Efficacia ed efficienza sono spesso erroneamente considerati sinonimi. L’efficacia indica la capacità di raggiungere l’obiettivo, l’efficienza quello di produrre con il minimo sforzo.
Se dovessimo etichettare due degli allenatori più discussi della NBA, Kevin McHale e Scott Brooks, diremmo che sono sicuramente più efficienti che efficaci.
Ogni allenatore sviluppa un idea di gioco che perfeziona negli anni e che lo contraddistingue: dal triangolo di Jackson alla transizione di flusso di Popovich, passando per il “7 seconds or less” di D’Antoni tra gli esempi che hanno fatto scuola negli ultimi vent’anni.
McHale e Brooks appartengono ad una corrente, che potremmo definire minimalista, che prevede una fase offensiva con poche regole che però esaltano, ma allo stesso tempo dipendono da, il talento dei giocatori di riferimento delle rispettive squadre.
Due allenatori tanto discussi che però non sembrano vacillare né per convinzione strategiche né per solidità del posto in panchina. McHale ha rinnovato in estate con un pluriennale e Brooks ha superato indenne diverse annate terminate prima di quanto sperato.
Infatti non parliamo di due franchigie allo sbando che cercano in qualche modo di sopravvivere in attesa di tempi migliori ma di due delle squadre con la programmazione più scrupolosa nella selezione dei giocatori.
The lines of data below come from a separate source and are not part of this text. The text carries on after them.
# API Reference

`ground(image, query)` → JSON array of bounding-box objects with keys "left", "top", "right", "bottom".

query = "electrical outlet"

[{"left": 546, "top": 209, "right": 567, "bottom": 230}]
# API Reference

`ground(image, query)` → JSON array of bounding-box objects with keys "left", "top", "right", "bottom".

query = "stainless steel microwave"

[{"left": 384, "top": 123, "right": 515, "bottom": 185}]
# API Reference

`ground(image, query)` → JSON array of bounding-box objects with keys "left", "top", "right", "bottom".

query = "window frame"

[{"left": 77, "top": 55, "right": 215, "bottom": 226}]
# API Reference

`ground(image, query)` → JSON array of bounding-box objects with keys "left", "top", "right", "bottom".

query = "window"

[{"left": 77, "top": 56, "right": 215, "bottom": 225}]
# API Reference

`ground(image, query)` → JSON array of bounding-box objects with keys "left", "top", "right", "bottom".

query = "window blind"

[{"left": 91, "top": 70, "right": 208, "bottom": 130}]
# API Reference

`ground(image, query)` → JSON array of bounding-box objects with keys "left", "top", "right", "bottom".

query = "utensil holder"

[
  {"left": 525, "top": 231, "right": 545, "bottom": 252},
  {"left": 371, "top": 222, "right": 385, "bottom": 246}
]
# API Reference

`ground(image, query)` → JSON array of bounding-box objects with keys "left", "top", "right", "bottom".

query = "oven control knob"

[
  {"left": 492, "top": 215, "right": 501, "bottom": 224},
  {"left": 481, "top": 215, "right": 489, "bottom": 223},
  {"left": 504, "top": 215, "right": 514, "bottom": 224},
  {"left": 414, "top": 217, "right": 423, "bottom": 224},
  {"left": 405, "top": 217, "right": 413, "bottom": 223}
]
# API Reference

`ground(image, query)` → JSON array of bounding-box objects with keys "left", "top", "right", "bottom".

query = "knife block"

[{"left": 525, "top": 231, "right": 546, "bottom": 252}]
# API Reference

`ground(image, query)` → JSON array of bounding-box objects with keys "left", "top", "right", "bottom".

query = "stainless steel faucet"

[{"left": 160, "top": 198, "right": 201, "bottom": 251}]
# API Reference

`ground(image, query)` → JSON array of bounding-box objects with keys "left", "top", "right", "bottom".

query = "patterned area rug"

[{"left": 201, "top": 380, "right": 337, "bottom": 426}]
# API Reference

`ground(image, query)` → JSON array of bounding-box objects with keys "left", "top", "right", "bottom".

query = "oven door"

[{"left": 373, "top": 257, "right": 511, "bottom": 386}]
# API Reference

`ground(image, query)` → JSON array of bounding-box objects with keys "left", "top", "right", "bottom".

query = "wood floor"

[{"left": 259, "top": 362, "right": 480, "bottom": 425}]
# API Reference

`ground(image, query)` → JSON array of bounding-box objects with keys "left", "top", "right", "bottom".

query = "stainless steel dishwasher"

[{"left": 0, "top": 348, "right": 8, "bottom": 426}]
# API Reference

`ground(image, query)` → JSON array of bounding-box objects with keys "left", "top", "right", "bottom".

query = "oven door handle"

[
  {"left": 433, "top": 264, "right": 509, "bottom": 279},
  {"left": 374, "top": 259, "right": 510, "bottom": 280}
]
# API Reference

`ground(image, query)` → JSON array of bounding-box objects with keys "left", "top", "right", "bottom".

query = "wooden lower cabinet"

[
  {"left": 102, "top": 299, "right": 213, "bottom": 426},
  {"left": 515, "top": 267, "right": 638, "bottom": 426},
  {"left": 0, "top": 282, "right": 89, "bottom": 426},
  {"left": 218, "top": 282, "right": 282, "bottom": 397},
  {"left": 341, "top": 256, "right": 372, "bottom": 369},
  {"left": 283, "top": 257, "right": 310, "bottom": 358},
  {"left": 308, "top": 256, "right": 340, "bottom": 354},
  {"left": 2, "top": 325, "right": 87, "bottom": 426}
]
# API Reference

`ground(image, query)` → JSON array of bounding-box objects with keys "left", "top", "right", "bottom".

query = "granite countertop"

I due allenatori sono l’incarnazione delle idee cestistiche dei due general manager che anno dopo anno plasmano i rispettivi roster.
Nel caso di Houston Daryl Morey ha trasformato il roster selezionando giocatori in base alle predilette statistiche avanzate, scegliendo quelli in grado di essere pericolosi sia oltre l’arco dei tre punti che vicino a canestro.
I vari Motiejunas, Terrence Jones, Papanikolaou incarnano perfettamente l’idea di lungo che un tempo avremmo definito atipico così adatta al basket di McHale e Morey. Quest’ultimo però non si è fatto scappare l’opportunità di firmare Dwight Howard, uno dei pochi giocatori che produce dal post basso, rinnegando per una volta il suo credo.
In estate non è un mistero che la rinuncia a Parsons fu un sacrificio infruttuoso nella speranza di portare in Texas Chris Bosh, altro lungo che negli anni a Miami ha sviluppato una bidimensionalità ideale per il gioco dei Rockets.
A sostituire Parsons è arrivato Trevor Ariza, meno futuribile, ma allo stesso modo del neo Mavericks pericolosissimo nel tiro da tre, molto più solido in difesa anche se meno abile nel crearsi tiri nell’uno contro uno.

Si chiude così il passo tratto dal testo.